2 August 2012 MEDIA STATEMENT
Personal spat not on, Minister
Comments from Judith Collins about the Privacy Commissioner’s inquiry into the leaking of an email are totally out of
line and she should think seriously about stepping aside as Justice Minister until the investigation is complete,
Labour’s ACC spokesperson Andrew Little says.
“Ms Collins has previously refused to answer questions about how the email - from former National Party President
Michelle Boag to Ms Collins - was leaked to a newspaper because the inquiry had not been completed.
“Yet today she quite happily disclosed advice she had received about the progress of the inquiry, specifically that
emails on computers owned or possessed by former ACC chair John Judge had been deleted or were inaccessible.

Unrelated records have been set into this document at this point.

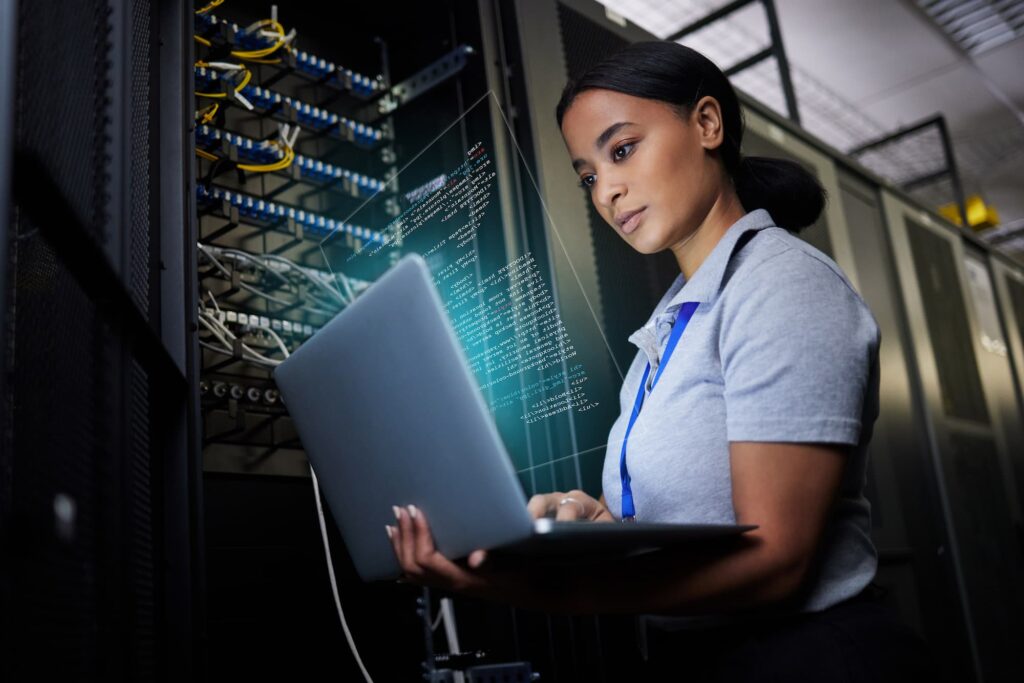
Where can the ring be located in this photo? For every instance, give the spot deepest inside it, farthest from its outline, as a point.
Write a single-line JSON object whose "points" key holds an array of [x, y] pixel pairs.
{"points": [[569, 499]]}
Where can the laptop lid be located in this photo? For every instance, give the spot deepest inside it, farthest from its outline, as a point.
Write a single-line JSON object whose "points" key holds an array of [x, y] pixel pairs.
{"points": [[389, 414]]}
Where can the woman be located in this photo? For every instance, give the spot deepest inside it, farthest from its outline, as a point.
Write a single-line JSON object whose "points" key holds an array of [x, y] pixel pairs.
{"points": [[765, 363]]}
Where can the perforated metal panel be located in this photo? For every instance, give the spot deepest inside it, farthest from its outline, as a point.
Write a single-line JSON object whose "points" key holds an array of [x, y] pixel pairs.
{"points": [[86, 543], [140, 178]]}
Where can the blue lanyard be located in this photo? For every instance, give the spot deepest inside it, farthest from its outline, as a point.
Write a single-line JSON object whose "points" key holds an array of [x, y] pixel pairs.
{"points": [[682, 319]]}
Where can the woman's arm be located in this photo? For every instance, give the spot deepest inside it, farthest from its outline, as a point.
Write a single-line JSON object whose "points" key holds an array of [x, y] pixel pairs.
{"points": [[785, 488]]}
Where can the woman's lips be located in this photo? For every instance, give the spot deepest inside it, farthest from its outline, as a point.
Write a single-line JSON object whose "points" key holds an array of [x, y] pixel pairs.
{"points": [[634, 221]]}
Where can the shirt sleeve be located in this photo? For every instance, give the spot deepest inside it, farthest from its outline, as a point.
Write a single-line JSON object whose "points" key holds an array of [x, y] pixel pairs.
{"points": [[798, 346]]}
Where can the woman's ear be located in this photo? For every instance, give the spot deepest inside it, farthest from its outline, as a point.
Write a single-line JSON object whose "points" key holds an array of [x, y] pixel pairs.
{"points": [[707, 116]]}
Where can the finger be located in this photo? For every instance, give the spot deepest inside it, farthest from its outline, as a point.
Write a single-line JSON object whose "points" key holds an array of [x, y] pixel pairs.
{"points": [[424, 542], [476, 558], [393, 540], [406, 543], [570, 510], [542, 504]]}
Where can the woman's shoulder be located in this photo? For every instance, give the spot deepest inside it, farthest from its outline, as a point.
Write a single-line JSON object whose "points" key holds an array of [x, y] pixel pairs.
{"points": [[778, 279], [775, 259]]}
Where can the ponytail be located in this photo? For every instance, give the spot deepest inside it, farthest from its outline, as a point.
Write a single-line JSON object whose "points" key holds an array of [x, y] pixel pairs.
{"points": [[784, 188]]}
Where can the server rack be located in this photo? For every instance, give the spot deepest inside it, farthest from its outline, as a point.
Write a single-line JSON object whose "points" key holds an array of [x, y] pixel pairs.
{"points": [[263, 555], [99, 578]]}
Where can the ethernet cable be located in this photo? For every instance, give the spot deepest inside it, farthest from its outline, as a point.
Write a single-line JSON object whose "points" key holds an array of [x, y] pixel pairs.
{"points": [[225, 337], [207, 114], [266, 261], [320, 512], [276, 33], [213, 3], [256, 291], [334, 580], [285, 146], [230, 68]]}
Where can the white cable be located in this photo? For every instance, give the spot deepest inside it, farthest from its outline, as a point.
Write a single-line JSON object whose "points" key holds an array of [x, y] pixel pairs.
{"points": [[213, 300], [334, 581], [218, 330], [249, 288]]}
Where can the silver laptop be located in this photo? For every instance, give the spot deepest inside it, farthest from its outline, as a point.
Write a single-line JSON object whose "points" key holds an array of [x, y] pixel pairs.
{"points": [[389, 414]]}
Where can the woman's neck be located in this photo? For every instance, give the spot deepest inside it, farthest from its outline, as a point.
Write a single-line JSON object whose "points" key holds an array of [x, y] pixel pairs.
{"points": [[692, 251]]}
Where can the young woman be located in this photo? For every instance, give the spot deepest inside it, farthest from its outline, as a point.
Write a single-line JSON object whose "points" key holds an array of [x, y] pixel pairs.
{"points": [[752, 399]]}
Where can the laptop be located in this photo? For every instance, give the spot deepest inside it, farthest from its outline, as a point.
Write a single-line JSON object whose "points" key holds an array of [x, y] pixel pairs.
{"points": [[389, 414]]}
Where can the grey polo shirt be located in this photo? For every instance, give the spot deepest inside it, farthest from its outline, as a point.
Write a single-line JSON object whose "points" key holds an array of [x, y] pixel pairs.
{"points": [[780, 348]]}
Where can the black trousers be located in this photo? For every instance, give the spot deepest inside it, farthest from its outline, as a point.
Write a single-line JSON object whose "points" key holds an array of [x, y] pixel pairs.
{"points": [[856, 640]]}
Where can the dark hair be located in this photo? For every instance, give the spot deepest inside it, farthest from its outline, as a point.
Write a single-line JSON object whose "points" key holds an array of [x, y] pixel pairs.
{"points": [[677, 75]]}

“That, in turn, prompted Mr Judge to restate his earlier denial of having leaked the email and confirm that ‘everything
was transferred from [his] old computer to the new one’.
“It’s bad enough that Judith Collins has chosen to disclose selective information about an inquiry into events she is at
the centre of and before the inquiry is complete. What is worse is that as Justice Minister she is responsible for the
Office of the Privacy Commissioner and her premature comments look like an attempt to influence the inquiry or colour it
in some way.
“Put crudely, it smacks of self-interest.”

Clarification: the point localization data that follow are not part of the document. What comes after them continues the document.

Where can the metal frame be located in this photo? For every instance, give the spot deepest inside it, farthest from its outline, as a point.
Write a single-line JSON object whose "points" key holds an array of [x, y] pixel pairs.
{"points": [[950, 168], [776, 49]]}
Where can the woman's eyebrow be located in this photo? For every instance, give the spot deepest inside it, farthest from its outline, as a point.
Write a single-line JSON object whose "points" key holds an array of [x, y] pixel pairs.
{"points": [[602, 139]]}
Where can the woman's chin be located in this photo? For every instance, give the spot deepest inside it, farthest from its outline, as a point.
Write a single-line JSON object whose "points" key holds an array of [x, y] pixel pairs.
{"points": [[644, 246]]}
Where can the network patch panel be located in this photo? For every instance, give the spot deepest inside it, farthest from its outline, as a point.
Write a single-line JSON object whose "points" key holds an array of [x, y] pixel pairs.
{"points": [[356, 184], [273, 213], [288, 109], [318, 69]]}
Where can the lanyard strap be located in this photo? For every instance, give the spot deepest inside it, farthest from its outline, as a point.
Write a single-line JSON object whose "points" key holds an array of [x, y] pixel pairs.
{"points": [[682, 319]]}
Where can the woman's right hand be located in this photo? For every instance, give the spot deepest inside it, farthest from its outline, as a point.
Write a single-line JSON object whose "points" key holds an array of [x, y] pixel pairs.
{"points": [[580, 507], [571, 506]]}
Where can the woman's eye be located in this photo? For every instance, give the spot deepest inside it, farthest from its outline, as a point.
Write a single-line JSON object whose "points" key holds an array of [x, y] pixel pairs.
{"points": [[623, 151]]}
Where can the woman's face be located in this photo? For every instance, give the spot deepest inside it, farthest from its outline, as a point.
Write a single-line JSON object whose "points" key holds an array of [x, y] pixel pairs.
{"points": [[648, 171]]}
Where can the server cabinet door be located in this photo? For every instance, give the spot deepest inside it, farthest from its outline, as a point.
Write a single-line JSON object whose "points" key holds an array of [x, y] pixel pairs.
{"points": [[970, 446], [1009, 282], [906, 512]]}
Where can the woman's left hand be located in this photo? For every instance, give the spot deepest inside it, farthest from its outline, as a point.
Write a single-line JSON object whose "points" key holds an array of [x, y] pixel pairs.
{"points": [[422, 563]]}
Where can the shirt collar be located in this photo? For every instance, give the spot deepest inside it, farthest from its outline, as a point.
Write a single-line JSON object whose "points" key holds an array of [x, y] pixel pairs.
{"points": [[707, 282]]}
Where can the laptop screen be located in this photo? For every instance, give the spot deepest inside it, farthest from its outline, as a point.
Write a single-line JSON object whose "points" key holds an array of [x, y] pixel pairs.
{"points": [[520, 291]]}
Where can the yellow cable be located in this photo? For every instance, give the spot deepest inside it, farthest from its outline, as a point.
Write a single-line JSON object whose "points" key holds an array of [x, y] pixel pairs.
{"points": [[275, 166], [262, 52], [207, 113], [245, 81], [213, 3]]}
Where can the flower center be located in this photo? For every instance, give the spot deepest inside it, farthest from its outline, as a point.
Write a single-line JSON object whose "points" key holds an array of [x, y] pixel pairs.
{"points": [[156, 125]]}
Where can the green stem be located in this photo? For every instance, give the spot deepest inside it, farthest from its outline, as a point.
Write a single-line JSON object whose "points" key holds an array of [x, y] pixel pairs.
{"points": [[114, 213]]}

“Ms Collins has demonstrated that she cannot be trusted to conduct herself professionally while she is under
investigation by a department for which she is politically responsible.
“She is now embroiled in a personal tit-for-tat, and for the sake of the integrity of the remainder of the inquiry she
should step aside as Justice Minister,” said Andrew Little.
Andrew Little and fellow Labour MP Trevor Mallard are defendants in a defamation lawsuit taken by Judith Collins over
comments made about the handling of the Michelle Boag email.